Un rapport officiel de l’IACE, présenté le jeudi 23 juillet lors d’un colloque à Tunis, dresse un constat sans détour quant aux projets d’investissement public tunisiens : leur efficacité ne dépend pas tant du montant alloué que de la qualité de leur gouvernance, de la préparation et du suivi mis en place. Ce rapport s’intitule « Évaluation des pratiques de gouvernance et de transparence dans les projets d’investissement public en Tunisie » et dresse un constat peu flatteur quant à la gestion publique des projets d’investissement.
Faycel Derbel, président du centre de gouvernance de l’IACE, donne le ton : pour les 14 624 nouveaux projets inscrits au plan de développement 2026, les blocages s’accumulent ; garanties foncières non actées, autorisations qui traînent, études inachevées et financement quasi absent. Conséquence directe de cette situation : sur les 6 476 chantiers qui ont démarré, une bonne partie tourne au ralenti, reportée sine die. Derbel a également évoqué les 74 projets en partenariat public-privé (PPP), soit près d’un dixième de l’enveloppe totale programmée ; il réclame, pour ces derniers, des cadres contractuels renforcés pour garantir leur exécution et préserver les droits des partenaires privés de l’État.
Des études de faisabilité trop légères
Ahmed Guidara, expert en finances publiques, a pris comme exemple trois mégaprojets pilotes achevés depuis au moins cinq ans, dont un projet routier et une infrastructure de transport comptant 19 stations et 190 accès réhabilités. Son diagnostic : les études de faisabilité réalisées en amont manquent de précision et après le lancement des travaux, l’appareil administratif et les organismes publics concernés peinent à se coordonner. L’un de ces chantiers a été même lancé en 2007 pour être livré en 2023, soit seize ans de gel.

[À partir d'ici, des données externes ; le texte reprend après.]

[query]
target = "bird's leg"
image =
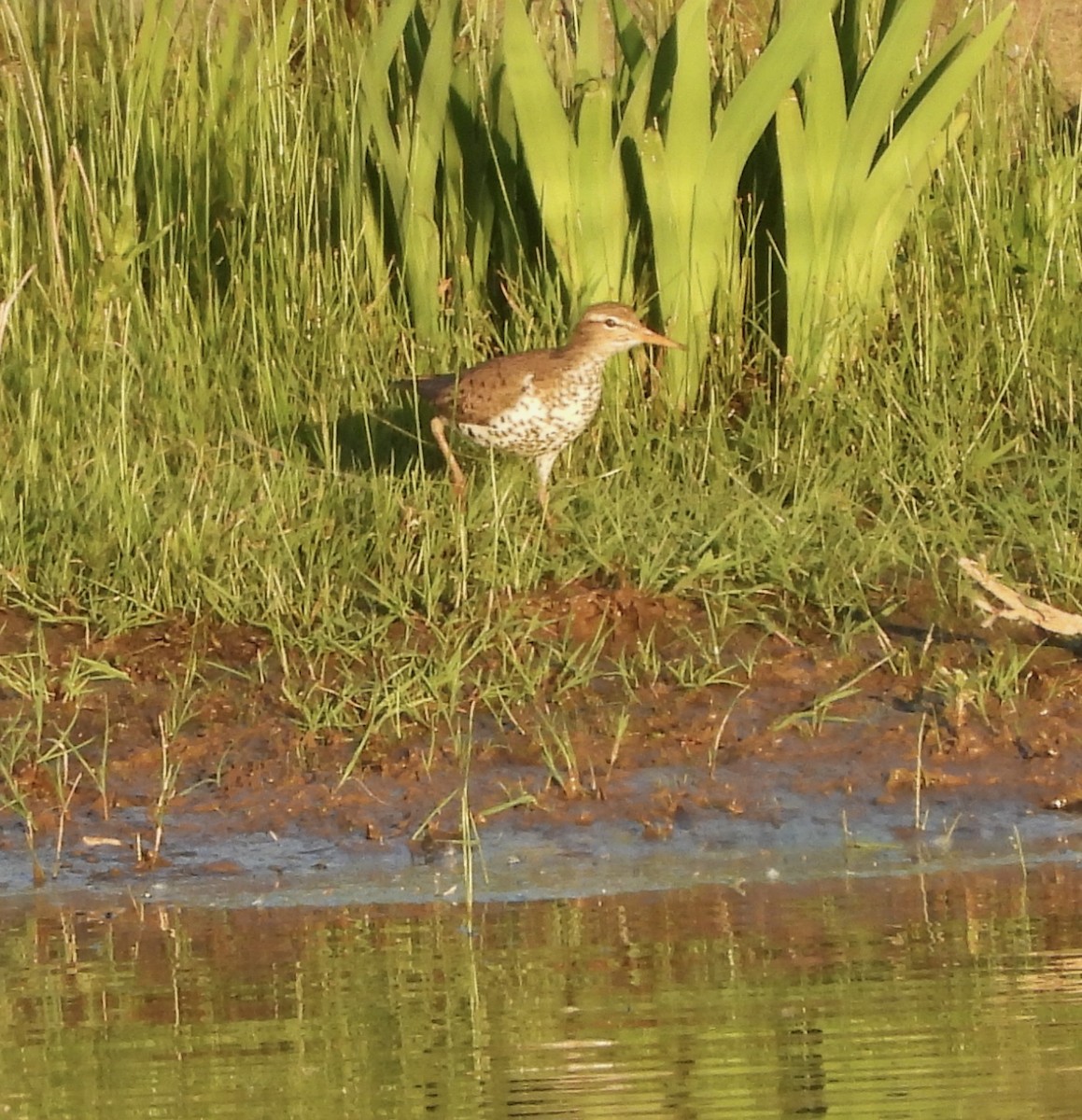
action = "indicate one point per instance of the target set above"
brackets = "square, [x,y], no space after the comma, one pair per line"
[458,480]
[543,465]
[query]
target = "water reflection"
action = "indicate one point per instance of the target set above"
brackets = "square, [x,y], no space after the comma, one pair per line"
[959,995]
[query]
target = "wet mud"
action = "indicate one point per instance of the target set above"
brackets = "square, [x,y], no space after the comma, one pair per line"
[791,756]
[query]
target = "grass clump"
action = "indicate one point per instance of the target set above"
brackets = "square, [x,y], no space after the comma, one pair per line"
[195,415]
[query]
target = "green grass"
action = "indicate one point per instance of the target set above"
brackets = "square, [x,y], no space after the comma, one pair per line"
[196,414]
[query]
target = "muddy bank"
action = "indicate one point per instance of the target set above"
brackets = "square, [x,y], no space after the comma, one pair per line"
[795,759]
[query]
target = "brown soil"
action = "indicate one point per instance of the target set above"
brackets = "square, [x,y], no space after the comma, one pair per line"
[245,765]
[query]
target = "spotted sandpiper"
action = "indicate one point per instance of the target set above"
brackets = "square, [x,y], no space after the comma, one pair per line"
[537,402]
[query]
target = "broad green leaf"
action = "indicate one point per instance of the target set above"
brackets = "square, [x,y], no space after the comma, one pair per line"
[545,135]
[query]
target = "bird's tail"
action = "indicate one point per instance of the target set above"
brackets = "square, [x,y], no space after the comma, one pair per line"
[428,389]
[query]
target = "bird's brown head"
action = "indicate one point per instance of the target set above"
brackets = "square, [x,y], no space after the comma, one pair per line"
[611,329]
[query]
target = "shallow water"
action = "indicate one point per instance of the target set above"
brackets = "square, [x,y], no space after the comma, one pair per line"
[942,995]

Ce que cela signifie pour les porteurs de projets
Pour les porteurs de projets, ce rapport est un signal fort. La Tunisie prépare, en effet, son plan de développement 2026-2030 avec près de 21 000 projets, et l’IACE plaide pour des critères d’arbitrage standardisés et conformes aux normes internationales. Une meilleure lisibilité sur le pilotage des grands chantiers pourrait réduire l’incertitude pesant sur l’investissement avec des points d’entrée plus clairs quant aux 74 projets en PPP identifiés.